Pour beaucoup de gens aujourd’hui, la vie dans l’art est un moyen de vivre religieusement sans se l’avouer. On trouve dans le monde de l’art une dévotion, une implication spirituelle profonde sans que les acteurs en soient forcément conscients.

L’art est-il menacé par le politique ?

Si, dans notre monde, une chose en particulier est désacralisée, c’est le politique. Ce n’était pas le cas durant le premier XXe siècle, quand la politique est devenue est une religion chargée du salut terrestre. L’art s’est retrouvé fatalement embrigadé dans l’entreprise. Les pouvoirs totalitaires voulaient remettre, comme les églises, toutes les ressources de l’art à leur disposition et ils en ont fait grand usage. Il y a les caricatures de l’art socialiste, de l’art « aryen », etc., mais il y a aussi une religion de l’art convergeant avec les pouvoirs politiques. La scénographie de ces pouvoirs était quasi liturgique : ces grands discours, ces rassemblements, ces célébrations ont tous les dehors d’un culte. Un meeting politique chez nous ressemble à tout sauf à une messe. Du coup, la politique n’a plus besoin de l’art. Il n’y a pas à craindre à court terme l’embrigadement de l’art.

La problématique profane/sacré, dans son lien avec l’art, peut-elle être déclinée sous l’angle individu/collectif et public/privé ?

L’individu/collectif, cela va de soi puisque par définition le sacré n’est pas individuel. Le sacré est par essence collectif, il est reconnu comme socialement partagé, c’est sa définition. Il est public au sens le plus fort du terme, il s’adresse à tous. L’art est de ce côté. Il y a un art privé (des musiciens qui jouent pour leur plaisir, des poètes amateurs…), mais même ceux-là aspireraient à être des créateurs publics. L’art n’a de sens que public et partagé.

L’artiste ne reste-il pas un personnage sacré ?

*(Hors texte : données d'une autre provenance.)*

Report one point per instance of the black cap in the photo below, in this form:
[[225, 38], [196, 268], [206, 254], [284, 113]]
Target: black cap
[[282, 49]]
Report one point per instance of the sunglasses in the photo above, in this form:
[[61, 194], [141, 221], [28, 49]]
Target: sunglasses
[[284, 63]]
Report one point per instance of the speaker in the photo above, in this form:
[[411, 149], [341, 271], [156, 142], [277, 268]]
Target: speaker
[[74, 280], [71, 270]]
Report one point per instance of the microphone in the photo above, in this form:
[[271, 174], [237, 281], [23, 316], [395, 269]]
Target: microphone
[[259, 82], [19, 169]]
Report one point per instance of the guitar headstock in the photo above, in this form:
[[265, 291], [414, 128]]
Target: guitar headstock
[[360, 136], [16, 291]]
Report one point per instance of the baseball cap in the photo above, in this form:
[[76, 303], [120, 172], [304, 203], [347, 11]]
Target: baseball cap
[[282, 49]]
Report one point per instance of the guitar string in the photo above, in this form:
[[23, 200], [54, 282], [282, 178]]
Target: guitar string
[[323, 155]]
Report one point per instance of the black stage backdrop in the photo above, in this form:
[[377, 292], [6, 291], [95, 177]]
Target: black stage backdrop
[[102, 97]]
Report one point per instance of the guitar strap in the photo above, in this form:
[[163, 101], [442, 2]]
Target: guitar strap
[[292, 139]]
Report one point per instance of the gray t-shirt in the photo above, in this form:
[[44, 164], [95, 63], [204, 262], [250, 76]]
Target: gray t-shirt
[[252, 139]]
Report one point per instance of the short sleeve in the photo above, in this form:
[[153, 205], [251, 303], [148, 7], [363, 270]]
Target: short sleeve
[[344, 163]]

Je ne crois pas. L’artiste est devenu une vedette. La célébrité est une nouvelle catégorie sociale, peu analysée. En quoi l’artiste est-il différent d’un acteur, d’un footballeur, d’une figure humanitaire, etc., dont la capacité créatrice n’est pas le trait fondamental ? Il est déspécifié.

Mais lorsqu’il meurt ?

Il devient un ancêtre, ce qui est en effet une catégorie éminente du sacré/profane. Il fait partie de la catégorie des hommes qui ont créé les repères au milieu desquels nous vivons. C’est la fonction du culte des grands hommes, où l’histoire de l’art joue un rôle important.

Mais s’agissant des vivants, force est de constater la disparition dans notre culture de toutes les notions qui évoquaient cette capacité thaumaturgique ou chamanique de l’artiste. Le génie, l’inspiration, cela ne veut plus rien dire et d’ailleurs, les artistes ne le revendiquent plus eux-mêmes. De quel artiste dirait-on, après Rimbaud, qu’il est un voyant ? Mondrian avec sa théorie voudrait en être un, mais personne ne considère sa peinture sous l’angle de ce que lui croyait y mettre. Le désenchantement de l’art s’opère justement au tournant des XIXe et XXe siècles, entre Rimbaud et Mondrian. Après cette date, l’art n’est plus vraiment interprétable dans un sens religieux. L’artiste cesse d’être un prophète, un voyant, un visionnaire. On n’emploie plus ces images que comme métaphore.

L’art contemporain a-t-il donc perdu son aura ?

Notre culture est fondamentalement dépressive, c’est une culture du patrimoine, du musée. Secrètement, nous sommes hantés par l’idée que nous ne sommes pas capables de faire aussi bien que dans le passé. Ayons conscience de la difficulté à laquelle l’artiste est confronté. Il est d’emblée en concurrence avec la totalité du répertoire passé.

Et par ailleurs, l’art est mis en demeure de réinventer ses moyens en dehors de cette connivence avec la religion qui l’avait porté séculairement. La tâche est démesurée, mais rien ne permet de dire qu’elle est impossible. Ne soyons pas défaitistes ! Nous nous trouvons à un énorme tournant. Nous pouvons l’interpréter sous l’angle de la décadence : ce qui valait ne marche plus. En même temps, c’est une extraordinaire ouverture. Un nouvel art va naître, très différent de celui qu’on connaissait car obligé de trouver de nouveaux moyens de transfigurer l’expérience quotidienne, de nous arracher au monde des objets familiers, mais cela sans le support de la croyance en l’au-delà, même très affaiblie.